A number of reproducing pianos make use of what are known as lock and cancel valves, allowing perforations on the roll to be only momentary, but to have a lasting effect. This avoids the need for extended perforations, which can lead to weakness of the paper and the consequent risk of malfunction. The firm of Michael Welte and Sons was already using such devices for its organs and orchestrions, and so their application to the Welte-Mignon was quite a natural progression.
Welte-Mignon. Piano rolls.
Piano rolls, a medium with a deservedly bad reputation. The integrity of many rolls was compromised by extensive doctoring, both to correct wrong or mistimed notes and to "enhance" the original with new harmonies, runs and doublings. Even when uncorrupted, standard rolls had no quality, as all notes sounded at the same volume and with the same flat, staccato tone. Fine for a barroom, but hardly genuine art.
Mahler's rolls, though, were made in the new Welte-Mignon system, perfected in Germany in 1903. How did it work? We really don't know, since the proprietary process was a closely-guarded secret and the equipment was secured after each session.

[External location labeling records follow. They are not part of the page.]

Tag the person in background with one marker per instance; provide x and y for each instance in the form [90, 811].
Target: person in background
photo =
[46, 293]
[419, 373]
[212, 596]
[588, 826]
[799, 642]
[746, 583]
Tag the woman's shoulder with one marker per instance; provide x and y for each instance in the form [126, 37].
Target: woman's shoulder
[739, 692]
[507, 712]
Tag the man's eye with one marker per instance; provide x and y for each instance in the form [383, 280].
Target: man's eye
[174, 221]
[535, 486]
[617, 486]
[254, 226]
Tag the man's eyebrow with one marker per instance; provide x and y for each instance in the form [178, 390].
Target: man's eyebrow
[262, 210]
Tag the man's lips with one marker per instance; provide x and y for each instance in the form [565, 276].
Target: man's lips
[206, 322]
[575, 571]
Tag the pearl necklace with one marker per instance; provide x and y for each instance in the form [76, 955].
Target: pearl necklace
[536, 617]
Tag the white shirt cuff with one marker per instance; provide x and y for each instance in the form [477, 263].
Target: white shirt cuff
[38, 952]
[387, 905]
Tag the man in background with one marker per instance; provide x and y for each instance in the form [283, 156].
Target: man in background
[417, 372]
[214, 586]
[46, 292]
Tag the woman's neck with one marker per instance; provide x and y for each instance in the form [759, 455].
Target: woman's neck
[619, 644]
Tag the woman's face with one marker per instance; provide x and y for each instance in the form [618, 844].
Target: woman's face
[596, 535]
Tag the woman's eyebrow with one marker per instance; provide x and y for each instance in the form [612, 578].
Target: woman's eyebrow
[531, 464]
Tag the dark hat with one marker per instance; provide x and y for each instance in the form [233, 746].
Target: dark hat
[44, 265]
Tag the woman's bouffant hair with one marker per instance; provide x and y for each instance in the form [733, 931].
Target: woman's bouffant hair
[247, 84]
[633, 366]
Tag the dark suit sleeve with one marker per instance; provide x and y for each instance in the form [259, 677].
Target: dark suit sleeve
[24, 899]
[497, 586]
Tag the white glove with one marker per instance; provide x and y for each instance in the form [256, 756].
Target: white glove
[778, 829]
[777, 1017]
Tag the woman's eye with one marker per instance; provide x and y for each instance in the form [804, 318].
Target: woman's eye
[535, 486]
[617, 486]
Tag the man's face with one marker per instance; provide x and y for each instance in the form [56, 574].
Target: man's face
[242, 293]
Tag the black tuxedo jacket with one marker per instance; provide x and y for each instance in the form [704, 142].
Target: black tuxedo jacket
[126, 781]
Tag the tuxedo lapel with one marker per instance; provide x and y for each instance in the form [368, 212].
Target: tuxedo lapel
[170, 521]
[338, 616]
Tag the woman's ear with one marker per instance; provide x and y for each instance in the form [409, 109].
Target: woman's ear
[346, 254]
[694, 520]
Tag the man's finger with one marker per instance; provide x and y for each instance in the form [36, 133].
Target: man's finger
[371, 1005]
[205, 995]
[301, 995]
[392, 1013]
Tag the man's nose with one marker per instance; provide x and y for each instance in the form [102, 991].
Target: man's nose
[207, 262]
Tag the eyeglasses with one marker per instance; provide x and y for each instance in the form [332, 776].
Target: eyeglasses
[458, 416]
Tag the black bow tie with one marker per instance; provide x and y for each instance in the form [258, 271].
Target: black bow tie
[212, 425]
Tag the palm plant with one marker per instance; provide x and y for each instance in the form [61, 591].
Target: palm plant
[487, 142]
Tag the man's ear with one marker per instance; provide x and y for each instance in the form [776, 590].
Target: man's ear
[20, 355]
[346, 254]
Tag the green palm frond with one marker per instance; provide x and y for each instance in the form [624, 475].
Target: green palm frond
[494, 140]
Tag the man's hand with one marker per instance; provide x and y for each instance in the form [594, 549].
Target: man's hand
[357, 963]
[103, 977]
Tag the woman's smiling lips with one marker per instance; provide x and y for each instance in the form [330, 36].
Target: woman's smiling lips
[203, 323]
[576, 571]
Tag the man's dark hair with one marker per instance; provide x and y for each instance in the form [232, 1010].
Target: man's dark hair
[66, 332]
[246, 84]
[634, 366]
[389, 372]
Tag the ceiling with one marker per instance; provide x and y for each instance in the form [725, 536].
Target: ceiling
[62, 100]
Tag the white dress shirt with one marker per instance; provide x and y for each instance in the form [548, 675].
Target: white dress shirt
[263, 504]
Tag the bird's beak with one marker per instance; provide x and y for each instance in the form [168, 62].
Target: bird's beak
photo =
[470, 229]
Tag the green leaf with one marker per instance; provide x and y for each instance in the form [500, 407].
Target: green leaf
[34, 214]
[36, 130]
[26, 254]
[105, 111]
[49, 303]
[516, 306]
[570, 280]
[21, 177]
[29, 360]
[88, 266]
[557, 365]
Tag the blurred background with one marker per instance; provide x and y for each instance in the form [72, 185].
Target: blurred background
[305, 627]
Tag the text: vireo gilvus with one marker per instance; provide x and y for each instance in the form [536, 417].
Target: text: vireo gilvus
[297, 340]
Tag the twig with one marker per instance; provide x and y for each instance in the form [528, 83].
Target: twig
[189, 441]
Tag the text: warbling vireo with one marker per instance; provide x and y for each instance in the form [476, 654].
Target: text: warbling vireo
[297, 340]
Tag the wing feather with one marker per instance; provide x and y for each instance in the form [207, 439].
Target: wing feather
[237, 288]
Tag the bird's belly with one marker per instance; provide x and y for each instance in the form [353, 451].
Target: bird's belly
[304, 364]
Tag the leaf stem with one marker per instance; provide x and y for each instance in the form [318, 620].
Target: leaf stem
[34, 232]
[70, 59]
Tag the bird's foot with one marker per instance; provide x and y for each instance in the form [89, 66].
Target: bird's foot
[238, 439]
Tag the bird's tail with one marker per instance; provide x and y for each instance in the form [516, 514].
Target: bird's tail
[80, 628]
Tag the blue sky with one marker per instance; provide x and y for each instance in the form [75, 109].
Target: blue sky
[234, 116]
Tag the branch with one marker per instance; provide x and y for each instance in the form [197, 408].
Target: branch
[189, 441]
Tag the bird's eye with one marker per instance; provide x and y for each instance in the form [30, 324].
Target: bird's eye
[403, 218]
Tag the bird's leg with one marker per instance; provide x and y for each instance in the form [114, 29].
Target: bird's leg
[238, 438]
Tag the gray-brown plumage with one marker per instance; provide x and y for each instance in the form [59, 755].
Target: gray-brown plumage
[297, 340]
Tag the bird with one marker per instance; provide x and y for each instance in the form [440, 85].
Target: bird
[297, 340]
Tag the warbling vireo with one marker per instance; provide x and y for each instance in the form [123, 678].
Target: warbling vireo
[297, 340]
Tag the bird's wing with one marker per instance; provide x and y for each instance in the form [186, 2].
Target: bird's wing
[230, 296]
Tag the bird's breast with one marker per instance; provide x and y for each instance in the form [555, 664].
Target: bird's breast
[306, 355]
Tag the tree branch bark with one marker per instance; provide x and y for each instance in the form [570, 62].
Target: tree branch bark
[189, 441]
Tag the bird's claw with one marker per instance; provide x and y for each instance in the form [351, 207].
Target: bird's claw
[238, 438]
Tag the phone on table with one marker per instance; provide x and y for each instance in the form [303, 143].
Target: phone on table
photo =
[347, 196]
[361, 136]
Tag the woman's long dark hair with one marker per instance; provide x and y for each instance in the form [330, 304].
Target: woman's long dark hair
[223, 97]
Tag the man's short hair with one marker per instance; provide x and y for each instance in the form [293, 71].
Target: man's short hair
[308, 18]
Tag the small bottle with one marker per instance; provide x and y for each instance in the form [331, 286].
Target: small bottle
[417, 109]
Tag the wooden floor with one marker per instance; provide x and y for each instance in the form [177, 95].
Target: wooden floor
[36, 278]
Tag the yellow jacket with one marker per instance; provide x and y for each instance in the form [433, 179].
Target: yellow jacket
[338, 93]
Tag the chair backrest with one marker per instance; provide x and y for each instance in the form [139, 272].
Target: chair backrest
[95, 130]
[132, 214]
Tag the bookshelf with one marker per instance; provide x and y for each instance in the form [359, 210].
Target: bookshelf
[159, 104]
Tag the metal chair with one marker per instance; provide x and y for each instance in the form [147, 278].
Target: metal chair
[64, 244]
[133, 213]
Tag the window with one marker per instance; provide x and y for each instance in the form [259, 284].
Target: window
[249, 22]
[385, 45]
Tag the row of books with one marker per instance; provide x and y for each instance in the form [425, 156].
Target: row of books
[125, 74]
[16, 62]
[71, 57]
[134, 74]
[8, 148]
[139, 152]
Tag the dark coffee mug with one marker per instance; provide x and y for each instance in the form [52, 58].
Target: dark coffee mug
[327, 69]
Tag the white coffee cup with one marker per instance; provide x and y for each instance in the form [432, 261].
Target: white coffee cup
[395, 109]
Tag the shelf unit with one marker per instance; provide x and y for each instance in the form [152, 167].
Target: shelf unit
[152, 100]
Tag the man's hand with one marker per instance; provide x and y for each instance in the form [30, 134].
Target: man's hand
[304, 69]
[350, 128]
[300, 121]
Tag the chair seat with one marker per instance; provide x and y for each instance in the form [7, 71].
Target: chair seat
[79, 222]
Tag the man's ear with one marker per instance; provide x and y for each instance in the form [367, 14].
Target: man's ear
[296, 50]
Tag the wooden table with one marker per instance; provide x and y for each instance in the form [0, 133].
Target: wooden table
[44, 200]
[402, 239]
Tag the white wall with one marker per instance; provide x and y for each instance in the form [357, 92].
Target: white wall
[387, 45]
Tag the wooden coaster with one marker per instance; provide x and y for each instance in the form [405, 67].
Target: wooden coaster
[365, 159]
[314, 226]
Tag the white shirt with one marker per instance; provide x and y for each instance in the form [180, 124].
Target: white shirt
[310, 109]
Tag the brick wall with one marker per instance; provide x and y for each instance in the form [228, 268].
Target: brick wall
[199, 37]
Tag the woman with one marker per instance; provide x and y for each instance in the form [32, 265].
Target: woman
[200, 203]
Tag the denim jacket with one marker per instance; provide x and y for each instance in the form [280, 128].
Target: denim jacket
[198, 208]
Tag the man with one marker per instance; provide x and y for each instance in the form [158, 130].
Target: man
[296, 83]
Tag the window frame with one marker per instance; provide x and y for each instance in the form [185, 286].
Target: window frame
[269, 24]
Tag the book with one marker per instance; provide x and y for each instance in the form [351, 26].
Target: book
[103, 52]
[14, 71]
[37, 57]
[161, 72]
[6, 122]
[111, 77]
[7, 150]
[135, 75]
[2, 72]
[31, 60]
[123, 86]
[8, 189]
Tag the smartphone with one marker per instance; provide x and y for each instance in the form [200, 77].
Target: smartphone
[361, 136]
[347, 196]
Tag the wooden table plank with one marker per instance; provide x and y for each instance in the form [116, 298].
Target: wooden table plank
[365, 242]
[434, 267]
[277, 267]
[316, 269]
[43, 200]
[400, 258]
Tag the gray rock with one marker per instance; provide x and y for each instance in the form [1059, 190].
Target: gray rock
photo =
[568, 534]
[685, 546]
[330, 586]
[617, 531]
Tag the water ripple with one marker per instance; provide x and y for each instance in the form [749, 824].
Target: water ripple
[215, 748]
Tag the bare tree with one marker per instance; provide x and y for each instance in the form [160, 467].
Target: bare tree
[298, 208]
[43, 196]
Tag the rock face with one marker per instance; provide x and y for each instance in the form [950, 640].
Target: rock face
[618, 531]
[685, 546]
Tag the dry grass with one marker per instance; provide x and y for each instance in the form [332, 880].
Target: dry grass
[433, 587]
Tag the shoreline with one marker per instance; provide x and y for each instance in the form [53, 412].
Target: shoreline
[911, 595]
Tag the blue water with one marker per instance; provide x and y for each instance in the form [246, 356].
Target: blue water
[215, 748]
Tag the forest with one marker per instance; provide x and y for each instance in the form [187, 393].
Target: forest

Apparently, the master was made with ink markings that were then punched as two sets of holes--one for each note and the other for its volume.
The latter was a crucial component which transformed the bland mechanical clanking of the traditional piano roll into a genuine performance which replicated the accents, dynamics and overall atmosphere of the original.
Reproduction is achieved not through a player piano, but with a so-called "vorsetzer" unit, which actually plays a concert grand using felt-tipped "fingers" activated by varying degrees of pneumatic pressure triggered by the sets of holes. The result is uncannily realistic and far superior to the limited range of the acoustic disc in conveying the "touch" of an artist. Except for a slight pumping background sound of the pneumatic bellows, the present disc has the full nuance of a genuine performance.
Mahler recorded all four of his rolls in a single session on 09-11-1905. He chose two of his songs, the vocal finale to his Symphony # 4 and the first movement of his Symphony # 5 (which he had completed the previous year), all in arrangements for piano solo. The readings are fast, impulsive and full of highly individual touches, presumably suggesting the manner in which Mahler intended his own works to be interpreted--far more akin to the hysterical passion of Horenstein or Leonard Bernstein (1918-1990) than the cool modern approach of von Karajan or Bernard Haitink (1929).